SA announces extension to land tax relief
The South Australian Treasurer has announced that a land tax relief scheme that supports landlords in providing significant rent reductions for their residential and commercial SME tenants impacted by COVID-19 restrictions will be significantly expanded and extended by 6 months, to the end of April next year. Under the scheme, eligible landlords now can receive up to a 50% reduction on their 2019-20 land tax liability on affected properties (up from 25%) – provided they pass on the full benefit in land tax relief to their impacted tenants. Applications for the land tax relief scheme will be available via the RevenueSA website.
Annual declaration extension from TPB
The TPB says that any tax practitioner that has an annual declaration due on or before 30 June 2021 will not be required to submit it. These practitioners will next need to complete their annual declaration in 2022 or 2023 (if their registration renewal is due in 2022). However the TPB says practitioners must continue to meet their other ongoing obligations, including around professional indemnity insurance, fit and proper requirements and personal tax obligations.
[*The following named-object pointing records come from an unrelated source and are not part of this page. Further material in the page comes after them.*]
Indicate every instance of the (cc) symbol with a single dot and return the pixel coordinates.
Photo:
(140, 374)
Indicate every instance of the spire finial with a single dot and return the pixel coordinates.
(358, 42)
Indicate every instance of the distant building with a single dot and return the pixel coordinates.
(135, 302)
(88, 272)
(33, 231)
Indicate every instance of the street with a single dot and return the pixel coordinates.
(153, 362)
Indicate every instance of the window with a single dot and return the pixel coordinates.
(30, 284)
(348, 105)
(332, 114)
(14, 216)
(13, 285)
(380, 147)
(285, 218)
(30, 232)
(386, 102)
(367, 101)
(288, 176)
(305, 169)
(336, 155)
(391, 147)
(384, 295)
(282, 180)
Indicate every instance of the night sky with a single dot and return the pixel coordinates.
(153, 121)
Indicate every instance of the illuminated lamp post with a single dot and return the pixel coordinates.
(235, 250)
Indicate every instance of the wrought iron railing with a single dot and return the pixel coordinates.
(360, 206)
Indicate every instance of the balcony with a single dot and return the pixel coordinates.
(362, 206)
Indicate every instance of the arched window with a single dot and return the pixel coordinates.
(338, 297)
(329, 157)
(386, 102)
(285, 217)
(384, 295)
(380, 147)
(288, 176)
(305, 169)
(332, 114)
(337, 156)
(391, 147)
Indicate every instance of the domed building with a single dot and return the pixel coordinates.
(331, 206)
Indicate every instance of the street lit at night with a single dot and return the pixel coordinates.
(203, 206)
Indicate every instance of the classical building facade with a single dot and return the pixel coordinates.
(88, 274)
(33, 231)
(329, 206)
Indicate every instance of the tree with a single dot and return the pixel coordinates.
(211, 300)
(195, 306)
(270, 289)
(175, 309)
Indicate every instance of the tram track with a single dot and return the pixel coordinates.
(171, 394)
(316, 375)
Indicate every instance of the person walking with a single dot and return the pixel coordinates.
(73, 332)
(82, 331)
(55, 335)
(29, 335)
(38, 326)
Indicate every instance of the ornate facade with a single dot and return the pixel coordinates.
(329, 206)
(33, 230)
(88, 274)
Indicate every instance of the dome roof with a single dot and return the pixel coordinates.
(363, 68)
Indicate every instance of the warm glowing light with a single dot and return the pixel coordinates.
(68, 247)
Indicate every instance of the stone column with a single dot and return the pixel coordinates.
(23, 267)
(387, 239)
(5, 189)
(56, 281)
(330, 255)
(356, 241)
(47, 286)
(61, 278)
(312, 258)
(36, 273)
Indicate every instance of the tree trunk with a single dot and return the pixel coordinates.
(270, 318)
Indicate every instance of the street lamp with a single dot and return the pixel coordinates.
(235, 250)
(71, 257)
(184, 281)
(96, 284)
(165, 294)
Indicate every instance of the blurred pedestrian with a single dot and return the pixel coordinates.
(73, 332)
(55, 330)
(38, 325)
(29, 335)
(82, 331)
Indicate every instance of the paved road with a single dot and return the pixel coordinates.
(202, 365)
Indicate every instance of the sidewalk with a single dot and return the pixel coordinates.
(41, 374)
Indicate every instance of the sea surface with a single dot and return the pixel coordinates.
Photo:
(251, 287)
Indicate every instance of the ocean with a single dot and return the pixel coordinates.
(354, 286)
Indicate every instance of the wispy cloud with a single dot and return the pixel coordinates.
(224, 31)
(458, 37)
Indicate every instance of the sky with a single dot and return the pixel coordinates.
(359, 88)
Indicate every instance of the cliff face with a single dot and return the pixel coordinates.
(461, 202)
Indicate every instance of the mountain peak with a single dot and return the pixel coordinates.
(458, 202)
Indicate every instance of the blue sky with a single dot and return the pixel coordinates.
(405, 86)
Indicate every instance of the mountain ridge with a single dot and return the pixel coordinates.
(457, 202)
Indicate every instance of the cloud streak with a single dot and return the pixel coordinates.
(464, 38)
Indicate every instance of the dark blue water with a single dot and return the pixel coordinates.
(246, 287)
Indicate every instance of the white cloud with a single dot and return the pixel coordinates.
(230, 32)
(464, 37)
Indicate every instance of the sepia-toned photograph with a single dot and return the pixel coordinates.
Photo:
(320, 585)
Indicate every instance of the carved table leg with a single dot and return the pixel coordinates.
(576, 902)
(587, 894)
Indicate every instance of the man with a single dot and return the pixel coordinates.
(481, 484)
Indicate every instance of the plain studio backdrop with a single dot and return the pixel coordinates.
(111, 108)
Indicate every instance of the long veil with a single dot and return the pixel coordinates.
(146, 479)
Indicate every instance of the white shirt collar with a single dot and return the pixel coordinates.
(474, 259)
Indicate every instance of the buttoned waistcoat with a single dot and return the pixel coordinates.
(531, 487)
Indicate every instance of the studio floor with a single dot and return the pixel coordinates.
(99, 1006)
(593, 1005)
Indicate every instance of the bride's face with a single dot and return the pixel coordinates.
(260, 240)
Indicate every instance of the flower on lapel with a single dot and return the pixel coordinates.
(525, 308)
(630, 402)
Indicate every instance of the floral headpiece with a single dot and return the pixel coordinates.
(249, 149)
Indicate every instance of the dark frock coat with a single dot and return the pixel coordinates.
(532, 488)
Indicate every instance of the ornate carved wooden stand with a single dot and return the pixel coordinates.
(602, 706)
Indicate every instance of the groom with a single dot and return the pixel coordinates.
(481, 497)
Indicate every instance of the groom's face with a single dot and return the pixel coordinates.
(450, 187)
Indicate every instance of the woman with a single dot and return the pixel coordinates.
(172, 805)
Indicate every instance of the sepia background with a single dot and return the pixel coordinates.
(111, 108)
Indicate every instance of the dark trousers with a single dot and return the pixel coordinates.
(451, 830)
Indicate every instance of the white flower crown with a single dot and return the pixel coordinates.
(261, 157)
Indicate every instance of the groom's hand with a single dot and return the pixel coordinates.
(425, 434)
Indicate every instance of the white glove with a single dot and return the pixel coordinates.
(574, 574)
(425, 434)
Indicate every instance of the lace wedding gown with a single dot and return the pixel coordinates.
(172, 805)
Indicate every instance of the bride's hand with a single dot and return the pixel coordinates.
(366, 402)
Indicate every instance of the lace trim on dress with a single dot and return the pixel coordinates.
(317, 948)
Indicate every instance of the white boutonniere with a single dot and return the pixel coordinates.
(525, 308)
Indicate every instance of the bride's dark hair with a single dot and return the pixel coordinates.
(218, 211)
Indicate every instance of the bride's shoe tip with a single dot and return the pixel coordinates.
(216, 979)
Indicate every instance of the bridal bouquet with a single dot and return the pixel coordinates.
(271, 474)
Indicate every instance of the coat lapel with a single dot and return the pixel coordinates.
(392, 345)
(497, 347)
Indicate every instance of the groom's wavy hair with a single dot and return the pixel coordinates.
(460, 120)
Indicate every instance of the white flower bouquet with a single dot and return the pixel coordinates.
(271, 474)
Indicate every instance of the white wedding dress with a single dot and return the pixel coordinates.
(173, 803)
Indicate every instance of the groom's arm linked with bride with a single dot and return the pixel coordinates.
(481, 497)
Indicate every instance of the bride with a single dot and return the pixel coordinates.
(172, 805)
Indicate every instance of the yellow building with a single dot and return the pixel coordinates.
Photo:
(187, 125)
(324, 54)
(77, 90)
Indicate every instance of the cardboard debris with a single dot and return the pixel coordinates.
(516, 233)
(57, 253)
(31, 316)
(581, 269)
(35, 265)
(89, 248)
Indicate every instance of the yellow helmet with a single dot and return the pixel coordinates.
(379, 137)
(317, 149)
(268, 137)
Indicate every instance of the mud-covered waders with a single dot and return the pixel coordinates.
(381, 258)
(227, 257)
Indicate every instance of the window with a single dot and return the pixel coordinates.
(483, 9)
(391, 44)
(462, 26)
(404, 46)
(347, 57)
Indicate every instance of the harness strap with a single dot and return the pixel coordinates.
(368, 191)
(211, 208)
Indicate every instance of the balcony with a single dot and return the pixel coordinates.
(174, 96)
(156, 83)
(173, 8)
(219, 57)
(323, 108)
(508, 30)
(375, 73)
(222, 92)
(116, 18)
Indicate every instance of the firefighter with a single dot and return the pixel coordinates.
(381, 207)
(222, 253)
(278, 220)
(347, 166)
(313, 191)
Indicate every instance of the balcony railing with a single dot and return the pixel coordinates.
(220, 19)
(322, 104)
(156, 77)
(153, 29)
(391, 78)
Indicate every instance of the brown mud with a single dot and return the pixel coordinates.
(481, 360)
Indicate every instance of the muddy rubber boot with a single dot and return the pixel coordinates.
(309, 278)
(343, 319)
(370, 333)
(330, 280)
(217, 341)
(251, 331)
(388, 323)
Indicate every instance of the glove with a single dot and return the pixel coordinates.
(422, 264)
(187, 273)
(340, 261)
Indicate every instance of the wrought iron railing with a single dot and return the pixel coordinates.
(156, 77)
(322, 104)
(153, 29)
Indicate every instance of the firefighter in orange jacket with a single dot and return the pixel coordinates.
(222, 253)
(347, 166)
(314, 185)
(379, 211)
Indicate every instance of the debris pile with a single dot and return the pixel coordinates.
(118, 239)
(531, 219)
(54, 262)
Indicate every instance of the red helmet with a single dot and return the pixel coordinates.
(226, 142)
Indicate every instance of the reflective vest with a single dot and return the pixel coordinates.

TPB extends other COVID-19 concessions
Tax practitioners now have access to extended TPB COVID-19 concessions to assist them to meet their registration and renewal requirements during the pandemic. addition to the existing extension of the annual declaration concession to 31 December 2020, other initiatives have been extended as follows:
- continued professional education (CPE) (private reading and activities) concessions to be extended to 31 December 2020
- renewal concession to continue to 30 June 2021
- relevant experience concession to continue to 30 June 2021.
7 September 2020
Re-opening: Victorian Government releases “roadmaps”
From 11:59pm 13 September, some restrictions will be eased across Victoria. Melbourne metro and regional Victoria each have their own roadmaps, relating to how many active cases are currently in the community.
Commercial tenancies legislation in Victoria extended
The COVID-19 Commercial and Residential Tenancies Legislation Amendment legislation would have automatically expired on 29 September, so the part of the omnibus act that introduced it has therefore been extended to 26 April 2021. Note that this version of the bill changes the definition of “eligible lease”.
COVID-19 resources for industry and the public
The Department of Health is offering a range of resources for free, including information and fact sheets, posters, videos, apps and more to help the general public and industry stay informed and share important messages.
TPB policy response to the pandemic
In response to the challenging circumstances tax practitioners have encountered this year, the Tax Practitioners Board has offered support to tax practitioners through a range of initiatives (PDF 158 KB). The TPB says these concessional arrangements are consistent with a whole of government approach to dealing with the COVID-19 pandemic.